Frequentare l’università garantisce migliori chance di trovare lavoro, ma le immatricolazioni sono diminuite nell’ultimo decennio e solo recentemente sembrano essersi riprese. Intanto, le facoltà che garantiscono i migliori risultati in termini lavorativi, quelle statistiche e scientifiche, come attestano i dati del Miur e riportate in questi giorni su queste colonne, sono scelte in modo minoritario dai giovani italiani. Di conseguenza, le imprese che cercano tecnici e professionisti specializzati lamentano di non trovarne sul mercato, anche se questo non significa che gli stipendi aumentino in modo consistente visto che gli stipendi reali, anche per i trentenni che abbiano le specializzazioni più richieste, non hanno certo spiccato il volo in Italia: un data scientist trentenne nel Regno Unito arriva facilmente a 80 mila sterline mentre in Italia un system integrator può trovare un data scientist attraverso un fornitore di servizi di body rental a un prezzo tale per cui il lavoratore percepisce 24mila euro lordi annui.

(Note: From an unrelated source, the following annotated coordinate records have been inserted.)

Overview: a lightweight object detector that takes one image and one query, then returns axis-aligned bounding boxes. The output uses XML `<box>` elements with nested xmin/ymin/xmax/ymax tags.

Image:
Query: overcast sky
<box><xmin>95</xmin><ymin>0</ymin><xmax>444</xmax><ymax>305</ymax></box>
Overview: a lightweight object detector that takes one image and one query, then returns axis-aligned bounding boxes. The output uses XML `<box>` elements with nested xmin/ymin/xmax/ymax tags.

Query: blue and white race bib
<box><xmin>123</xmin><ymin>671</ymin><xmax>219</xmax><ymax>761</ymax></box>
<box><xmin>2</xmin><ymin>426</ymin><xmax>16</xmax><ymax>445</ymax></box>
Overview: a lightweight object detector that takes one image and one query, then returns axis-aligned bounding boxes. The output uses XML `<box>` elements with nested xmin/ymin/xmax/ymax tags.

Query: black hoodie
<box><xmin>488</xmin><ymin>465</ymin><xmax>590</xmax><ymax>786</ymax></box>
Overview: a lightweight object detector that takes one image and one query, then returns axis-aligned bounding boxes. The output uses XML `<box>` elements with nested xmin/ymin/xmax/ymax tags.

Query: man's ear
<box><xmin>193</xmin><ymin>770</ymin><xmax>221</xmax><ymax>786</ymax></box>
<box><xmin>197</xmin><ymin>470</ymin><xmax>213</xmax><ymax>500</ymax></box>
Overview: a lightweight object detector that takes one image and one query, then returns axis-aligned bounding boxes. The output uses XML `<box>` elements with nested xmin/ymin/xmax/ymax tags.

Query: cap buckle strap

E del resto sembra difficile trovare candidati anche per le occupazioni meno sofisticate: è persino banale osservare che per i lavori più umili si dimostrano disponibili soltanto persone che vengono da Paesi stranieri, mentre milioni di ragazzi italiani restano senza occupazione.
Questi disallineamenti provano una mancanza di visione comune. Che peraltro è comprensibile. Il carattere particolarmente duro delle difficoltà economiche attuali è dato – è ormai chiarissimo – dalla sovrapposizione di una dura crisi congiunturale e una profonda trasformazione strutturale che sfida le capacità interpretative degli operatori economici più sofisticati e dunque a maggior ragione delle famiglie e delle aziende che si trovano più lontane dall’avanguardia dell’innovazione. L’accelerazione tecnologica, la riorganizzazione delle aziende, i nuovi vincoli alle scelte di politica economica, il contesto competitivo della globalizzazione cambiano il contesto operativo per le chi prende le decisioni. Un ragazzo che entri a scuola quest’anno uscirà dalle scuole secondarie dopo il 2030: chi abbia fatto l’esperienza dei cambiamenti che sono intercorsi negli ultimi quindici anni non può che guardare con incertezza ai prossimi tre lustri. Una mancanza di visione prospettica riduce la disponibilità a investire e rischiare, suggerisce una paralizzante indecisione.
Nel corso di una grande trasformazione come quella che attraversa l’economia attuale, le domande si moltiplicano e si fanno più difficili. Qual è la preparazione giusta per trovare un lavoro? Come si organizzano i collaboratori di un’azienda per prepararsi alle incertezze che il mercato promette per il futuro? Quali sono le politiche attive giuste per alimentare l’inclusione nel mondo del lavoro? Mentre si elaborano le proposte di policy – che riguardano il fisco, le regole del lavoro, l’università – che possono eliminare alcuni ostacoli all’accesso al lavoro, cresce il bisogno di una discussione prospettica e progettuale: occorre una visione sul lavoro del futuro se si spera che i giovani, le imprese e le autorità pubbliche possano investire con energia su scelte innovative.
Ebbene. Non esistono modi per prevedere il futuro. Ma si possono andare a vedere come stanno le cose nei luoghi che sembrano più vicini al futuro per tecnologia, organizzazione, elaborazione intellettuale. Ed è quello che da domani, per alcune settimane, il Sole 24 Ore si propone di fare con la serie «Il lavoro del futuro».